My own observations on Apteryx tell in the same direction. In the earliest stage in which the sternum is present it extends backwards to the level of the third thoracic rib; the first two ribs are united to it by joints, the third is loosely attached by connective tissue. In the next stage, the first three ribs are attached by joints, and the fourth by fibrous tissue. That is, as it appears to me, the portion of the sternum corresponding to the third and fourth ribs is formed by a backward growth of the anterior region and quite independently of the last two ribs, the union of which with it is a secondary process.

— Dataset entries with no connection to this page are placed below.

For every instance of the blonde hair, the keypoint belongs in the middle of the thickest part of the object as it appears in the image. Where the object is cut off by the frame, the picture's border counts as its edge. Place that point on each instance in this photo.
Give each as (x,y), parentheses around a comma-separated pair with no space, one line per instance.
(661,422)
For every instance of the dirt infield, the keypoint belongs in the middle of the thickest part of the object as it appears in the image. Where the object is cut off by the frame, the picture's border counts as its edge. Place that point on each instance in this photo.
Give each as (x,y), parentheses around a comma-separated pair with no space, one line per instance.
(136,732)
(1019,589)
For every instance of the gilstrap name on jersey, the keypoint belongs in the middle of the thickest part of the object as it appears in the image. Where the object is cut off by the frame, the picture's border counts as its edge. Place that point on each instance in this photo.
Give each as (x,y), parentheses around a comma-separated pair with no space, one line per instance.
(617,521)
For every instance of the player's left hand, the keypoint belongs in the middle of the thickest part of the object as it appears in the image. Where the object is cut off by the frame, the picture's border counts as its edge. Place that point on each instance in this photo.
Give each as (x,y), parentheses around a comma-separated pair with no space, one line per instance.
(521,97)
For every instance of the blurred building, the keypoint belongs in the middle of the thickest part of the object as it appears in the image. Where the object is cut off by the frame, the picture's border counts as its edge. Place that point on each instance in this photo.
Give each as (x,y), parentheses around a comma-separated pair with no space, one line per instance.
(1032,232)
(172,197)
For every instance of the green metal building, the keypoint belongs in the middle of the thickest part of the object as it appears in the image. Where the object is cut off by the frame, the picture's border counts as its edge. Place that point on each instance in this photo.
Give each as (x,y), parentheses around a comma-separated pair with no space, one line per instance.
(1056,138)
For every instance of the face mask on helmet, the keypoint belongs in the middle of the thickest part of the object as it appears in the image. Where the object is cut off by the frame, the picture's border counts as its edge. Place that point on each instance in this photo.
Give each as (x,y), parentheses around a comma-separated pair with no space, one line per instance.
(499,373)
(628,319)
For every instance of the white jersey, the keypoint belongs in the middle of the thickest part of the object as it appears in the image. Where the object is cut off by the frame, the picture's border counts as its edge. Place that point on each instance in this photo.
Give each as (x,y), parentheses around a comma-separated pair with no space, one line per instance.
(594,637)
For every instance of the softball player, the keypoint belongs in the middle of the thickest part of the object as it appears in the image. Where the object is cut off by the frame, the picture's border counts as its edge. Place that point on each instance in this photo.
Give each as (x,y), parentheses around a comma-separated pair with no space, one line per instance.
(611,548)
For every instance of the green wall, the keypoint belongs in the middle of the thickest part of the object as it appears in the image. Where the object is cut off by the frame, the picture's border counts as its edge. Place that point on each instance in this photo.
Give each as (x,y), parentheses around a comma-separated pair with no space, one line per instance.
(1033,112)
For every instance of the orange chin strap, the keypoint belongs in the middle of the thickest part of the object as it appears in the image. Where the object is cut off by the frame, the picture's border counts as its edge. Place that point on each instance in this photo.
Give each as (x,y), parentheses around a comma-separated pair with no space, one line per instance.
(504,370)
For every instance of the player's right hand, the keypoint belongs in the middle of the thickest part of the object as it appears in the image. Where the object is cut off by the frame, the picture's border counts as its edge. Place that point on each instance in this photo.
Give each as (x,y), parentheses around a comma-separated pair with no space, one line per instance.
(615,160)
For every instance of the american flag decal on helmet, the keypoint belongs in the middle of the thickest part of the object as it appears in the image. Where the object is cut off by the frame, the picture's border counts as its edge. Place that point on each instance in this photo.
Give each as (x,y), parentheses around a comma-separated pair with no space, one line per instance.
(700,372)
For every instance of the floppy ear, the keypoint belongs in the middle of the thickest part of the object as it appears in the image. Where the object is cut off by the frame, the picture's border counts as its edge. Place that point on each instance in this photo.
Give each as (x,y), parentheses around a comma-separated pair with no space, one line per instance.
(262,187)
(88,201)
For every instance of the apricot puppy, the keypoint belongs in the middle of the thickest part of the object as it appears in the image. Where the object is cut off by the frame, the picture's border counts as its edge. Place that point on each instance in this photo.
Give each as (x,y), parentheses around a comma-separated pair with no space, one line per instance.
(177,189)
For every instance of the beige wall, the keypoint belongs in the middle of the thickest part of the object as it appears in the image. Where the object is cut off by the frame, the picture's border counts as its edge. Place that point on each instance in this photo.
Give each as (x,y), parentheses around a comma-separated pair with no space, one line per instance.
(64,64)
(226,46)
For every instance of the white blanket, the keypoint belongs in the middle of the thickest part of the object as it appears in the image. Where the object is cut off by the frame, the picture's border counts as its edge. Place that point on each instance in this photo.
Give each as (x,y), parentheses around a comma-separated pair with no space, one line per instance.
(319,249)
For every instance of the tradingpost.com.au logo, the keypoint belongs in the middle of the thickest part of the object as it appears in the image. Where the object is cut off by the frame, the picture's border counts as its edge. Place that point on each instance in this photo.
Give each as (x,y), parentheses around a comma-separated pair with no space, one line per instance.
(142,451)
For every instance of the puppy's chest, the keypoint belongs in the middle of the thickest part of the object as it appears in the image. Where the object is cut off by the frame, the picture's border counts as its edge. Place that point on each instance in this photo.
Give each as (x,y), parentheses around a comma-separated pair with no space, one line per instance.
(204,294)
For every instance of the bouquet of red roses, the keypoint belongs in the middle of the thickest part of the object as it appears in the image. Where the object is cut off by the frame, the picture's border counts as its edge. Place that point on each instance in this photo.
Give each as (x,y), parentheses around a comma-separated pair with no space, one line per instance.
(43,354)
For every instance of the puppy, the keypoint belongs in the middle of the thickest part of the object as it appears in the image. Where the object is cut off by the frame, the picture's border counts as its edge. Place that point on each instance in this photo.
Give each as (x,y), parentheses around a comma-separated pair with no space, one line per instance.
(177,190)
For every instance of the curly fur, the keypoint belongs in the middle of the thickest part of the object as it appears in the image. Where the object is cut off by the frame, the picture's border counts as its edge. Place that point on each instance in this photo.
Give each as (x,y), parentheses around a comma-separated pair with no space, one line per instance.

I am disposed to consider the stages in the phylogeny of the sternum to have been somewhat as follows:—
|1.||Segmentation of anterior and posterior elements (pre- and post-omosterna) from ventral ends of coracoids: there is no evidence to show whether these were originally paired or unpaired, but the former seems more likely.||Notidanus.|
|2.||Pre-and post-omosterna arise each from paired elements, which after wards unite, segmented from the coracoids: the pre-omosternum may be absent, and the post-omosternum may be formed in part from chondrites (? vestigial ribs) formed in the inscriptiones stendineæ (Urodela).||Amphibia.|
|3.||Disappearance of pre-omosternum: late union of first pair of thoracic ribs with post-omosternum.||Hypothetical.|
|4.||Post-omosternum separated from coracoids while still in the state of indifferent tissue, and chondrification retarded to a later period than that of the ribs.||Hypothetical.|
|5.||Sternum (post-omosternum) unites very early with the first pair of ribs, and chondrification extends into it from them; after chondrification it grows backwards, the remaining sternal ribs uniting successively with it.||Cnemidophorus (? Apteryx)|
|6.||Development of sternum further retarded until it first appears in the form of paired longitudinal bars, formed by the concrescence of the thoracic ribs.||Mammalia.|
Description Of Plate XIX.
Fig. 1. Shoulder-girdle of Notidanus indicus, viewed obliquely from the left side; one-half natural size: Cor., coracoid; scap., scapula; pr. om. st., pre-omosternum; pt. om. st., post-omosternum.
Fig. 2. Mid-ventral portion of the same, from beneath; natural size: Letters as before.
Fig. 3. Part of shoulder-girdle and sternum of a young frog (after W.K. Parker): Pr. Cor., pro-coracoid; cl., clavicle; the other letters as before.
Fig. 4. Early stage in the development of the shoulder-girdle and sternum of a lizard (Cnemidophorus) (after Goette): Th. Rb. 1., first thoracic rib; other letters as before.
Fig. 5. Early stage in the development of the sternum of man (after Ruge): Letters as before.
Fig. 6. Later stage of the same (after Ruge): x. pr., xiphoid process; other letters as before.